Five years it may not have been, but seven months is long enough. Boy, does this hurt. I get the capo, anxious to cheat a little against the strings. It helps, a little.
What’s gotten into me? How can I have more important things to do than this? I have a back porch in California with a screen door that slams, and every twenty-four hours or so another cool night comes, and I use one in 200 to play guitar? The nineteen-year-old me would be disgusted. He played every night outside in the Buffalo winter, uphill both ways. A regular untalented male version of Ani DiFranco, he was.
Cassiopeia peeks out from behind a cloud.
My voice wavers in the upper registers. My neighbors are asleep. I’m trying to be quiet. If I could sing a bit louder, I could nail that pesky E two octaves above middle C. But I can’t, and this limits my playlist. The Ballad of Pancho and Lefty is about right, and I get most of the way through before I must drum my lacerated fingers on the concrete to numb them.
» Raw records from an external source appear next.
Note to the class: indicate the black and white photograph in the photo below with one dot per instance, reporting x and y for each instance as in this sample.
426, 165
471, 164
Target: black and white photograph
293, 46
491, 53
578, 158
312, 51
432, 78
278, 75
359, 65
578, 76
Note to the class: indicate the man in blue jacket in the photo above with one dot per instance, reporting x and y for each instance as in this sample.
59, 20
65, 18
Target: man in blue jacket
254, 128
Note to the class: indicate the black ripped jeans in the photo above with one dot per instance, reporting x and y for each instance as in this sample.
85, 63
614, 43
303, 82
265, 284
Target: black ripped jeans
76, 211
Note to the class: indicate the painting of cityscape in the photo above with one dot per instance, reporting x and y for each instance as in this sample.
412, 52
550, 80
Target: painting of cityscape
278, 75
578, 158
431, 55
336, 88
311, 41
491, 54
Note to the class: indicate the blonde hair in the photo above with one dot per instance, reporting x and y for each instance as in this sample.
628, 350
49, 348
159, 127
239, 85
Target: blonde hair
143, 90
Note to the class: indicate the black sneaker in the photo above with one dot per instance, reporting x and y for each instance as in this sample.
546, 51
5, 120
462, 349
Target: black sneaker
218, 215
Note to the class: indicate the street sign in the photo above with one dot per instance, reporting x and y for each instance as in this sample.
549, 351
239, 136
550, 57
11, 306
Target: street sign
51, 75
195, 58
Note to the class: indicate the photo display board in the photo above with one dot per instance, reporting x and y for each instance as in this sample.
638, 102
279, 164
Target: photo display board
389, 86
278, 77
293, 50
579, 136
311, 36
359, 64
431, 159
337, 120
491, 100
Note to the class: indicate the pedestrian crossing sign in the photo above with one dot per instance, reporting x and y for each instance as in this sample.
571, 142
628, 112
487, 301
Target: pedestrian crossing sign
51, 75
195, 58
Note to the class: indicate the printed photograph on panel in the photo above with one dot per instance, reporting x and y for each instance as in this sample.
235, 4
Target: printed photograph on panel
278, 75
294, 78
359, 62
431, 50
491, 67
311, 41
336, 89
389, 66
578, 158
They only let me play so long out of kindness, I suppose.
I have an audience. Thistle’s on the other side of the screen door. Is he listening, or does he just want out so he can play with the raccoons? The moon blazes through the live oak canopy, and I play Across the Great Divide. My voice has warmed up a bit; if I point my face at Cassiopeia I can hit the higher notes just fine. Telluride comes unbidden to the strings, and I play along. Likewise with Rock Salt and Nails. Angel From Montgomery. Just like old times.
Becky murmurs something nice through the screen door. Only a few minutes of playing, and my fingers start to remember what they’re supposed to do, hitting the runs of grace notes from G to C to F, A minor and Bb.
I need to get my priorities straight. I’ve spent a quarter century, more or less, pulling music from this thing: it’s an investment I need to manage. I realize that for the last few minutes I’ve been trying to fingerpick Hard Times Come Again No More, a new song for me. I guess my hands have the right idea. Work on enough new material to keep things interesting.
I launch an encore of Telluride at Cepheus’ wife, then go inside to mine. The guitar goes back into the closet. See you tomorrow night, old friend.